I think this issue is out of Google’s hands. It’s more of a carrier/manufacturer thing.
Q: What are your suggestions for up and coming developers?
A: Reading and asking questions are imperative to any up and coming developer. I did not take classes on any of this, all I did was research, ask questions, and look at other people’s code to get an idea of how to implement certain things. However, you have to remember certain things when following my method: 1) some devs don’t want to be bothered with you questions, so be sure to ask the right people. 2) Don’t be annoying when asking questions. 3) Some tutorials are VERY incomplete, so just get in the habit of double checking the information in the tutorial. 4) GIVE CREDIT WHERE CREDIT IS DUE!
Q: Where can we keep up with you?
A: Twitter, RootzWiki, jdkoreclipse.net, Gtalk. I’m very easy to find, as my username for basically every site is jdkoreclipse.
Q: What do you like to do in your free time?
A: Android pretty much takes up all of my free time.
Q: If you could add anything to the AOSP code, what would you add?
A: Compatibility for every phone. I know that projects like CodeAurora and CyanogenMod do this, but it would be nice to have built-in compatibility.
Q: Who is your favorite Android manufacturer?
A: It’s hard to say, because each one has their own strong and weak points. I have to say HTC, though, because their phones don’t feel cheap in your hand, they perform well, and they usually have the best specs. Too bad they ship their phones with Sense.

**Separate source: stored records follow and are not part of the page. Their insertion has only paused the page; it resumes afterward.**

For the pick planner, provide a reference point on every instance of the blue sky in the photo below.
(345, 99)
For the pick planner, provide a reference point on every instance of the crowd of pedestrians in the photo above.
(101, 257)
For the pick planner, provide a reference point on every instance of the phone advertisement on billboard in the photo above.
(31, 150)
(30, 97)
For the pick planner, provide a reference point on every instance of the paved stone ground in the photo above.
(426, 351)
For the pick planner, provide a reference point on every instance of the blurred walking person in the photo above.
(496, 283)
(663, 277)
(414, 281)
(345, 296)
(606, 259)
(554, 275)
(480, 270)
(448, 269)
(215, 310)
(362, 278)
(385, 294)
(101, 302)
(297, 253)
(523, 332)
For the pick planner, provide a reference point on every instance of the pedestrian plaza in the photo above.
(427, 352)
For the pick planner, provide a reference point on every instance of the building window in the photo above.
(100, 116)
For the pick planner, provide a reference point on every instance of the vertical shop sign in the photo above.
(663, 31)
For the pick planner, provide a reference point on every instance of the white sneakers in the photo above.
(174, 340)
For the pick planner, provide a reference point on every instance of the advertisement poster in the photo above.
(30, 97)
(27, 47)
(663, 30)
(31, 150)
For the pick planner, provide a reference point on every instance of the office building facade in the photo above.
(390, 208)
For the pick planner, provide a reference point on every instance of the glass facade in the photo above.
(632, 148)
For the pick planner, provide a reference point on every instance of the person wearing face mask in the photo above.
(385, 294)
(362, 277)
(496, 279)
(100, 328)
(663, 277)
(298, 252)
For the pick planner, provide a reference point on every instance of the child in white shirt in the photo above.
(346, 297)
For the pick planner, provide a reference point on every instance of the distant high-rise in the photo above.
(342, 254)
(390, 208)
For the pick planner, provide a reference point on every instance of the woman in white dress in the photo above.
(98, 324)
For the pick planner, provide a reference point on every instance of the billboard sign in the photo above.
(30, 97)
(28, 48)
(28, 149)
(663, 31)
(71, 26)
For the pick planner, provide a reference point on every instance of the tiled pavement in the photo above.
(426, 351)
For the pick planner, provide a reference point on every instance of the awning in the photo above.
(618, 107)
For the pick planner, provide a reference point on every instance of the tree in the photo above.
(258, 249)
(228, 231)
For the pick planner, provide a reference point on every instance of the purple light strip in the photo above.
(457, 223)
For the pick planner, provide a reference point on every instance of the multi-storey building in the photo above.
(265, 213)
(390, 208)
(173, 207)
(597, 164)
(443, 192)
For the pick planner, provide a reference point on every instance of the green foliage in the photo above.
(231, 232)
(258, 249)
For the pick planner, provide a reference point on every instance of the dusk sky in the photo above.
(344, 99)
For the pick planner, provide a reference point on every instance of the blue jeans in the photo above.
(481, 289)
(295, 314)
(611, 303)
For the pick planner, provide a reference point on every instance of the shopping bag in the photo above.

Q: What’s your favorite type of music?
A: Any type of Rock/Metal, and occasionally rap.
Q: What do you listen to when you work?
A: It depends on my mood. If I’m getting a lot done and it’s working well, I’ll listen to anything by Queen (my favorite band). If I’m experiencing some code induced pain, I’ll listen to Disturbed.
Q: How did your online alias become jdkoreclipse?
A: I just randomly thought it up, and it was one of a few that I was considering. It was the one that flowed the best. In case you’re wondering, it has absolutely no meaning. Most people just call me Jd, Jdk, or Jdko. Outside of Android, people either mispronounce my name or try to shorten it, so I don’t care what I’m called. Like the saying goes, “you can call me anything you want, just don’t call me late for dinner.”